Getting past the letyougoness? Letting go of the letyougoness? Ooh, I don't know. It's a safety blanket, you know? Even if it's constructed with all the flexibility and softness of, well, I'm not sure exactly. But maybe along the lines of chain link fence.


  1. For once, I cannot say I understand completely. Because I? Cannot let go, until the other person has lapsed so severely that I've been disappointed... beyond.

    I don't recommend this as a method. But when trying to figure out how to actually let someone matter, for real? I usually pick whatever feels scariest and go in that direction.

    Good luck!

  2. You know, I've not been able to do this with everyone. I couldn't let go of my old boyfriend for so long, and it would've been like Christmas if I could have. And there were a couple other guys who really got under my skin. But now I think it's fear-fueled. I don't know that I am able to pick the scariest direction.

  3. I had the same childhood, being a military brat, shuttled off to base after base and perfecting that letyougoness...but i think i have the reverse of your reaction. I hold on til there isn't anything left to hold onto. If something is around for more than six months at a time, I clutch at it like it will never happen again, because generally when I was growing up, it didn't.

    I can't figure out which of our reactions is better.

  4. Like many others, I grew up moving every six months to three years. I know of the letyougoness. I, too, took until my 30s to realize that I could love permanently.

    It's an amazing feeling, this sense of permanence. It's like family. Nuclear family that is. Because in spite of all the changing and new people, missed people, grandparents elsewhere, and what the heck is our address and phone number, there was always the same older brother, younger sister, father and mother.

  5. moosie - That makes a lot of sense to me, actually, and I agree - I don't know which is perferable. Thank you for sharing.

    2x4 - I love the idea of that kind of permanence.

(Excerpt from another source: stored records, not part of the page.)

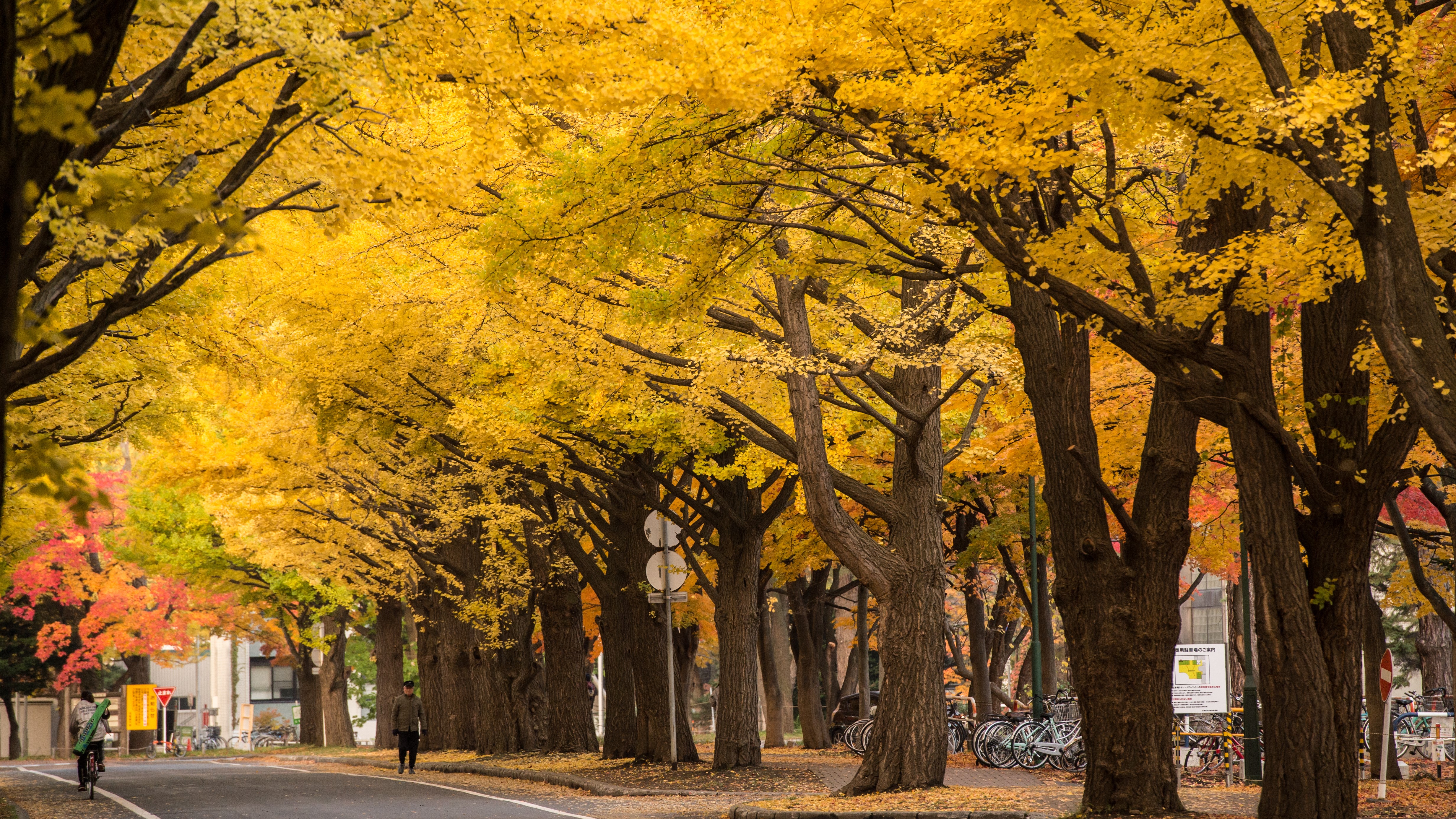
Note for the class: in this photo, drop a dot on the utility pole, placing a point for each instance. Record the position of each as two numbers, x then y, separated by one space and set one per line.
672 672
1036 610
1253 754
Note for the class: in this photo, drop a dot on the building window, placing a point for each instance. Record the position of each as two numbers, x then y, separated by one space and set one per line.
1206 613
269 681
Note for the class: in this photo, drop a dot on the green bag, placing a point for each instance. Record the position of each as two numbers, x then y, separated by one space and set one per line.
84 740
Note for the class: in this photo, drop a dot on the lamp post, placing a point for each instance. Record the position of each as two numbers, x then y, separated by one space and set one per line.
1036 610
1253 753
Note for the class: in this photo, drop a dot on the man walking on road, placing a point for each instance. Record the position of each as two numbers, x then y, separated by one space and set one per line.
410 725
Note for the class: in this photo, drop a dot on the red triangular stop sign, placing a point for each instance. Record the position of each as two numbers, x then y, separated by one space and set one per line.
1387 675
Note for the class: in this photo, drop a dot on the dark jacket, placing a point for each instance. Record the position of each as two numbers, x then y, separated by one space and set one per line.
410 715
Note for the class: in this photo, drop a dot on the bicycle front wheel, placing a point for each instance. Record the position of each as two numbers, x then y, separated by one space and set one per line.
1023 744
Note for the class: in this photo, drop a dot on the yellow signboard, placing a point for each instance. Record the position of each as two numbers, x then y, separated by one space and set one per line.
142 707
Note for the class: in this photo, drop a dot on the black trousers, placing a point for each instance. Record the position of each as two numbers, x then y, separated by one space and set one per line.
408 742
81 761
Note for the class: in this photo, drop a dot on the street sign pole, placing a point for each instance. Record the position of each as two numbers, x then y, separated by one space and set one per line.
672 674
1387 680
1036 610
1253 750
164 697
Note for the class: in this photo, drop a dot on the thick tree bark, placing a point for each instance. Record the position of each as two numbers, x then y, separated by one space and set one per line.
564 639
334 684
429 608
976 651
1120 611
1342 511
1306 767
775 697
311 697
906 573
14 751
619 723
1433 643
806 601
506 672
1049 633
389 665
736 617
1234 604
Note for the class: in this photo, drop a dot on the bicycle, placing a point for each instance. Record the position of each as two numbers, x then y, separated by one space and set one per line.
168 747
857 737
212 740
92 774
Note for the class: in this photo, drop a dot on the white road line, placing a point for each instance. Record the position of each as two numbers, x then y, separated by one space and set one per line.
414 783
104 792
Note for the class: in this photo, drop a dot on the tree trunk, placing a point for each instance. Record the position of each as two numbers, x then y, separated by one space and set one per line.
774 693
506 675
685 665
978 655
619 723
1305 774
1049 633
334 684
1374 649
389 664
1433 643
1234 602
564 640
15 725
736 617
456 649
1342 512
311 694
809 655
139 672
429 608
1120 610
911 691
906 572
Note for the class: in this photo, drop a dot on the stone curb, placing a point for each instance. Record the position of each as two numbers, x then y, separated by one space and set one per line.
550 777
750 812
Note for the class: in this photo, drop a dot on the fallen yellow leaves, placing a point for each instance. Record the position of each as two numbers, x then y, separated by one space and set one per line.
924 799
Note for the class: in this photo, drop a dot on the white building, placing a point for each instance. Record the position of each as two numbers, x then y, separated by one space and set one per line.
244 675
210 691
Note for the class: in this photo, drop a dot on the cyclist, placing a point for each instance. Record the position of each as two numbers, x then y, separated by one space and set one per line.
81 718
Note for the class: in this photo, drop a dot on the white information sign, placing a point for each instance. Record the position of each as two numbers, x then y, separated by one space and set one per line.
1200 680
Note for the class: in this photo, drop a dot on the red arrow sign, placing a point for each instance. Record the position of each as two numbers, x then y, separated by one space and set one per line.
1387 675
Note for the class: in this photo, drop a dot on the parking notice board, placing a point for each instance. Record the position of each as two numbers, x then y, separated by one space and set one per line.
1200 680
142 707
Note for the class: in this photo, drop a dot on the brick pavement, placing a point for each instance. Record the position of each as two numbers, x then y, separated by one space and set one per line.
838 776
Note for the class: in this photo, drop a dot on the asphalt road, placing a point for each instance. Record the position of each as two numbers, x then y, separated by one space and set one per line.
250 790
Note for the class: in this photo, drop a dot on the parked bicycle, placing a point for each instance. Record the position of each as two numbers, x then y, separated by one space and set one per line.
168 747
1056 738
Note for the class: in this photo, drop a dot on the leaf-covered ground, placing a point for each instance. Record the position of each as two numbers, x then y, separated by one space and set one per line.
924 799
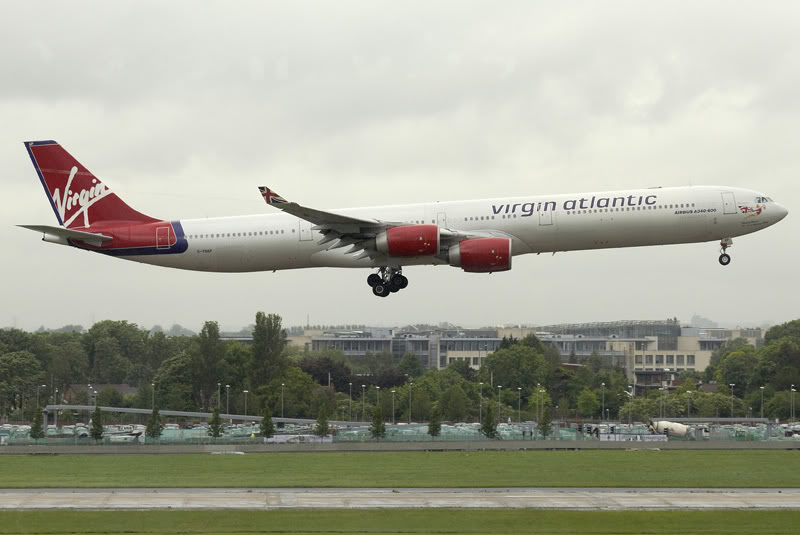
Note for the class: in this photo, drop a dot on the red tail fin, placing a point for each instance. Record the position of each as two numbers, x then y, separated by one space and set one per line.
78 198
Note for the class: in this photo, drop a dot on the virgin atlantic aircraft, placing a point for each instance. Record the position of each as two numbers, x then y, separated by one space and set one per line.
478 236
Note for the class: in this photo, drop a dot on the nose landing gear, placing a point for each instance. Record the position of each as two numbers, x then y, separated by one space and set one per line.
724 257
387 281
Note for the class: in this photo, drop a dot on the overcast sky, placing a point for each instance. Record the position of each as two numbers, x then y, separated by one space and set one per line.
184 108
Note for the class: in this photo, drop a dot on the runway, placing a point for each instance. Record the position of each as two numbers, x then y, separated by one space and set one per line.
597 499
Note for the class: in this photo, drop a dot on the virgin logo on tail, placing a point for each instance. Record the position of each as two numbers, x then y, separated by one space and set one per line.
79 201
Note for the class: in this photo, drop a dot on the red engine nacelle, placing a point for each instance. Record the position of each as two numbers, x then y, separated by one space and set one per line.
482 255
412 240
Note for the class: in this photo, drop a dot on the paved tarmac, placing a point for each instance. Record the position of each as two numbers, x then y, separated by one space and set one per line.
613 499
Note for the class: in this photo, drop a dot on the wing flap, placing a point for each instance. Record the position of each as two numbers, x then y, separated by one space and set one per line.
61 232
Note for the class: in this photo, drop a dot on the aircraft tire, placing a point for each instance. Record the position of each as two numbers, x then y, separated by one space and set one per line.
381 290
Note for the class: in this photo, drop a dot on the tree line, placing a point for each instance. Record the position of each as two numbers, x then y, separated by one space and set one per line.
523 379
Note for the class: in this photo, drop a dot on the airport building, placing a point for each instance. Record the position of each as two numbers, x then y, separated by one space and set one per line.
436 348
652 353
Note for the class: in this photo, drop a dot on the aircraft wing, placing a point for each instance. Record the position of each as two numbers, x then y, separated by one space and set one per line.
61 232
345 231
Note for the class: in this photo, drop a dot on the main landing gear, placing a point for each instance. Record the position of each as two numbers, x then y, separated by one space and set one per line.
386 281
725 258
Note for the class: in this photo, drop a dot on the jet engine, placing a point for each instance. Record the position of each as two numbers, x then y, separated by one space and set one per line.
411 240
481 255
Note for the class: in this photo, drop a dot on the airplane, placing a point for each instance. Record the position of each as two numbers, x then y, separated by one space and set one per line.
478 236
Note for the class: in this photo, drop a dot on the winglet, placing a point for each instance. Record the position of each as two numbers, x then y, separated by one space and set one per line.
270 197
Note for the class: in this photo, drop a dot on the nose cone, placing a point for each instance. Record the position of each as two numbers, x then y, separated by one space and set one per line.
780 211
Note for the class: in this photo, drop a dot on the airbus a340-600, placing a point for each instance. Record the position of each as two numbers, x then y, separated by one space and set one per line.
479 236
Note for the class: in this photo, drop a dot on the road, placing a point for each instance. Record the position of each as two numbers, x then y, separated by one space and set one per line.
613 499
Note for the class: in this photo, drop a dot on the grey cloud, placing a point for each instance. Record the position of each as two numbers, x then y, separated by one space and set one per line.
184 108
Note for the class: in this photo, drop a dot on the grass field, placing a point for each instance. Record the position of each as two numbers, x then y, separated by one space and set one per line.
388 521
416 469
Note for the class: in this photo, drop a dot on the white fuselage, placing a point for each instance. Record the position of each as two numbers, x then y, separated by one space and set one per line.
536 224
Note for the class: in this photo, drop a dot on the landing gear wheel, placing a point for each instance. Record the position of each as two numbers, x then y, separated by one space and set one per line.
400 281
381 290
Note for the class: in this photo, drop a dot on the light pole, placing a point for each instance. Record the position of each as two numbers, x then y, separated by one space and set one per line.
480 404
603 398
227 399
541 402
689 404
410 385
37 394
498 398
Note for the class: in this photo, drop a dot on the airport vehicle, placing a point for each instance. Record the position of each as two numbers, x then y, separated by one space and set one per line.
479 236
669 428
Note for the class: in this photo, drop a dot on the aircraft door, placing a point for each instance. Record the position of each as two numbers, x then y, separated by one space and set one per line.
305 230
163 237
728 203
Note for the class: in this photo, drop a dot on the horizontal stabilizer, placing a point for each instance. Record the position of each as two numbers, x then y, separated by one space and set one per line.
61 232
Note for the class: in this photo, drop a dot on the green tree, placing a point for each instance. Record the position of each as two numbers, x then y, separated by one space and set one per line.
538 402
420 404
588 404
378 428
298 393
435 422
730 346
96 431
207 355
20 372
738 368
517 366
154 425
489 423
215 425
455 403
37 430
174 388
109 398
462 368
411 364
269 342
322 429
267 428
546 422
112 348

  6. I just wanted to say that this was an amazing post. I don't have the letyougoness in the same way. For me, it comes quickly with people I even really love. When they don't come through for me in a major way or if my they get angry during an argument and yell. The first time, I'm able to overlook but if it happens twice, it's like a light switch goes off and I actually feel myself fall out of love with them. I go completely cold and from that point on, they can't hurt me anymore.

  7. Amanda - I can absolutely see how that could happen, and how it could be exactly on/off like a light switch.

  8. Useless! Useless, I am, on this topic!

    With exactly one exception, I would break up with every person I dated after 1-5 months, even if we got back together again 11 times. (This actually happened. 11 times. I was ahead 8-3 when it finally ended for good.)

    I have dated one person for longer, and we've been together for 14 years. If she ever gave me the boot, I'm not so sure that I wouldn't be the same old Captain Outtahere that I was in the 80's and 90's.

  9. It's just easier when you view every thing as temporary, isn't it?

  10. Few things:

    1) I'm really only commenting because this post is such a stark contrast from the "Just say yes" seems. Having read this post, it doesn't feel like the same person wrote them.

    2) I have other words of so called wisdom but I'd feel too preachy, ehh. I pardon everyone're all getting off light =P

  11. Having grown up the same way you did, I can so, so relate. I've never given it a name like the letyougoness, I think of it in terms of boxes. Each time we moved, I mentally had to put the old people and old place in a box and put it away up on a shelf in the back of my brain, high up where it's hard for me to reach. Because otherwise? It would have been impossible to love so many people in so many places as intensely as I did, only to have to leave them every few years. And of course, the one time I really, really neede d my boxing-up ability -- with my Mr. Big -- it failed me.